Le Coronavirus entraîne une baisse des investissements à l’étranger

Conjoncture
Les économistes de l’ONU indiquent que le tassement des investissements étrangers sera particulièrement ressenti dans les pays les plus touchés par la propagation du virus, comme la Chine, et les économies avec lesquelles elle entretient des liens commerciaux étroits.

Les entreprises vont probablement réduire leurs investissements à l’étranger de 5 à 15% cette année en réponse à l’épidémie de coronavirus. Mais il pourrait également y avoir un mouvement de longue haleine visant à rapatrier la production vers leur pays d’origine, a indiqué l’ONU vendredi.
Dans leur étude, les économistes de l’ONU indiquent que le tassement des investissements étrangers sera particulièrement ressenti dans les pays les plus touchés par la propagation du virus, comme la Chine, et les économies avec lesquelles elle entretient des liens étroits.
« L’ensemble de l’Asie de l’Est, non seulement la Chine, mais aussi le Japon et la Corée, subiront les contrecoups de la baisse des IED », met en garde James Zhan, directeur de la division des investissements et des entreprises de la Cnuced. « Le Covid-19 affectera également les flux d’investissement transfrontaliers dans les 10 pays d’Asie du Sud-Est, car la sous-région a été profondément intégrée dans les réseaux de production internationaux ».
Et M. Zhan d’ajouter que l’IED mondial risque de chuter à son plus bas niveau depuis la crise financière de 2008.

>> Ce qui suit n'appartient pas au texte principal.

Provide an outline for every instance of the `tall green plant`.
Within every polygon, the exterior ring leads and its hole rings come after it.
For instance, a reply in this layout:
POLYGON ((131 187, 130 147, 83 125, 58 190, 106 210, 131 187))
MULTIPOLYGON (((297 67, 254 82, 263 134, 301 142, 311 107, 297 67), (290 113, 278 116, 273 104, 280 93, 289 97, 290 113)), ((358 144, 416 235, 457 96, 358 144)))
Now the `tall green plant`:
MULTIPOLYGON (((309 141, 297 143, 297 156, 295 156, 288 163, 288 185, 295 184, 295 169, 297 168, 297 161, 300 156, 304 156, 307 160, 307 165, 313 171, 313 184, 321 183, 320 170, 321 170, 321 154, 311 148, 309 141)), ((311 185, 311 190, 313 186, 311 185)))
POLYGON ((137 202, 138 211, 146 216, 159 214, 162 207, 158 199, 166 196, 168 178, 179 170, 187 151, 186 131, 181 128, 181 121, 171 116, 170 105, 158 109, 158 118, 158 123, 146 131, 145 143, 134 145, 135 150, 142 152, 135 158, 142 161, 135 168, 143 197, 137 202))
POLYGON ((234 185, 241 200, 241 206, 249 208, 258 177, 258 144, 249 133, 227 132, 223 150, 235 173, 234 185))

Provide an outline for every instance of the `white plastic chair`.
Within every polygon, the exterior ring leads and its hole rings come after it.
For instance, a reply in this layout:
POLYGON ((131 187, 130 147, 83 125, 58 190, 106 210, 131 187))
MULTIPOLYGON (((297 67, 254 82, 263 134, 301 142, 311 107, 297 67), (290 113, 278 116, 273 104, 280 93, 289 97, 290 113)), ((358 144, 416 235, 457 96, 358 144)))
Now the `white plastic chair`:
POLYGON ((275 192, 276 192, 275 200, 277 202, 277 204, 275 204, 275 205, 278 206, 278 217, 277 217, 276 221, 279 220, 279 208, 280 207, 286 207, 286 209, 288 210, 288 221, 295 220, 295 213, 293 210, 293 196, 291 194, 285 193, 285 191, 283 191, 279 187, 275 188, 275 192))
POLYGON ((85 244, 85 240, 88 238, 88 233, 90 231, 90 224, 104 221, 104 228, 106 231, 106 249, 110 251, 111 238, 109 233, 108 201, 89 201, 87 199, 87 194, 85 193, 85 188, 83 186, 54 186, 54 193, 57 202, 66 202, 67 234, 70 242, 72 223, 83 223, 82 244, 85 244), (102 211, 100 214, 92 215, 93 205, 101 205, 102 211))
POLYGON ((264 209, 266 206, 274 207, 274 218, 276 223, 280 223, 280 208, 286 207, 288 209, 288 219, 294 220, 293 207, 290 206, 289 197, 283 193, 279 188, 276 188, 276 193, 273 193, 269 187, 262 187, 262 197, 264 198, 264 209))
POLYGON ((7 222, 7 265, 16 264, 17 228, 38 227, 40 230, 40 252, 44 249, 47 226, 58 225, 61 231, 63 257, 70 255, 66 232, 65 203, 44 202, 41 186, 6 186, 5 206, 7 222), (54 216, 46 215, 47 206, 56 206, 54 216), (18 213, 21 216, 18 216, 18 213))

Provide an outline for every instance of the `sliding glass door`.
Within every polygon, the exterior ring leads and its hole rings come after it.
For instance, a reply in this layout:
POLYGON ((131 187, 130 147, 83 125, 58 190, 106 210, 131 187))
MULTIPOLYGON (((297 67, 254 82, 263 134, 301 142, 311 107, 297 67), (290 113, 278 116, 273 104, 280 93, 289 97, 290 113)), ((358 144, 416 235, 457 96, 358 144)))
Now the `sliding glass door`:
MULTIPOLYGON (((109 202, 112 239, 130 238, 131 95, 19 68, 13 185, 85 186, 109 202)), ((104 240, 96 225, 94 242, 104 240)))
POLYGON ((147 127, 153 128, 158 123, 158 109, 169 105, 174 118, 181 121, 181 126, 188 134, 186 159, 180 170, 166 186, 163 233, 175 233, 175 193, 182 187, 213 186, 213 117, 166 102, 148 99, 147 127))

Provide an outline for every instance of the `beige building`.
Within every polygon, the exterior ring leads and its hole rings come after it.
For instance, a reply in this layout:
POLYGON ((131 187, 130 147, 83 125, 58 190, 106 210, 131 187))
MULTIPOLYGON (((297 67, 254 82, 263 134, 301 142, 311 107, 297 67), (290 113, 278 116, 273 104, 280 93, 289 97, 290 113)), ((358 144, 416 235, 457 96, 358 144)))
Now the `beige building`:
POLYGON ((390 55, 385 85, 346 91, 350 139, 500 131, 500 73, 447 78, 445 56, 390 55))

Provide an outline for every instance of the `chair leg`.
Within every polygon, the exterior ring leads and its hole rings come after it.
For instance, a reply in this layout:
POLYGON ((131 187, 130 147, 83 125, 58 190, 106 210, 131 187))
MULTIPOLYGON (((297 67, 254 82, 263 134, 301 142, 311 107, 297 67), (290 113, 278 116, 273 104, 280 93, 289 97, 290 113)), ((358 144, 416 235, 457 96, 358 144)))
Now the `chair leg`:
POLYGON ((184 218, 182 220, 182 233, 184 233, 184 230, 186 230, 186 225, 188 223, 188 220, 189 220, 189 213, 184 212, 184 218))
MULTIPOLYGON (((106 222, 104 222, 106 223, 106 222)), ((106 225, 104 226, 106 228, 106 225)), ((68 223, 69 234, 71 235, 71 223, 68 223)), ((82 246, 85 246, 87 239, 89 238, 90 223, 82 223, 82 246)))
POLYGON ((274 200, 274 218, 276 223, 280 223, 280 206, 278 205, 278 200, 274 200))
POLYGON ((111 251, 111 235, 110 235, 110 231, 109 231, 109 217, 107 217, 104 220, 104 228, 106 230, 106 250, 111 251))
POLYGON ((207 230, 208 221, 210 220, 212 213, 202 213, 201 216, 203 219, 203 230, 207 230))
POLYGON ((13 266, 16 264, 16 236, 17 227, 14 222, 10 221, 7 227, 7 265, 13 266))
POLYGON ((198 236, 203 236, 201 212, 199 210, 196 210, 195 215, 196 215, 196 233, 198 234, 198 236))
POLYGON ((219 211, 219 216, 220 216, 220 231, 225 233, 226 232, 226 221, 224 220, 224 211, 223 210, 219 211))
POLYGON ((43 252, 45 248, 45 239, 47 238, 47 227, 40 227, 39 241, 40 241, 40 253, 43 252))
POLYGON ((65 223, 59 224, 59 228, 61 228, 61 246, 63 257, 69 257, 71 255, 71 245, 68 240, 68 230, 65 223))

La CNUCED a indiqué que sur les 100 plus grandes entreprises implantées dans différents pays, 41 ont émis des profits warnings dont 10 citant une baisse des ventes, 12 une interruption de la production et 19 disent s’attendre à faire face aux deux problèmes.
Et la CNUCED d’ajouter qu’une bonne partie des 5.000 plus grandes entreprises en termes de revenus avaient revu à la baisse leurs prévisions de bénéfices au cours du dernier mois de 9% en moyenne.
« Les bénéfices anticipés ont été revus à la baisse, notamment dans les secteurs de l’énergie, des matières premières et de la consommation cyclique. Les secteurs de l’automobile, des voyages et du tourisme ont été parmi les plus touchés », affirme la Cnuced. « Les entreprises de ces secteurs et industries sont normalement d’importants investisseurs en capital ».
En plus de la baisse du flux des investissements qui reflète des attentes de profit peu optimistes, il y aura probablement des conséquences à plus long terme pour les investissements étrangers lorsque les entreprises réexamineront leurs chaînes d’approvisionnement.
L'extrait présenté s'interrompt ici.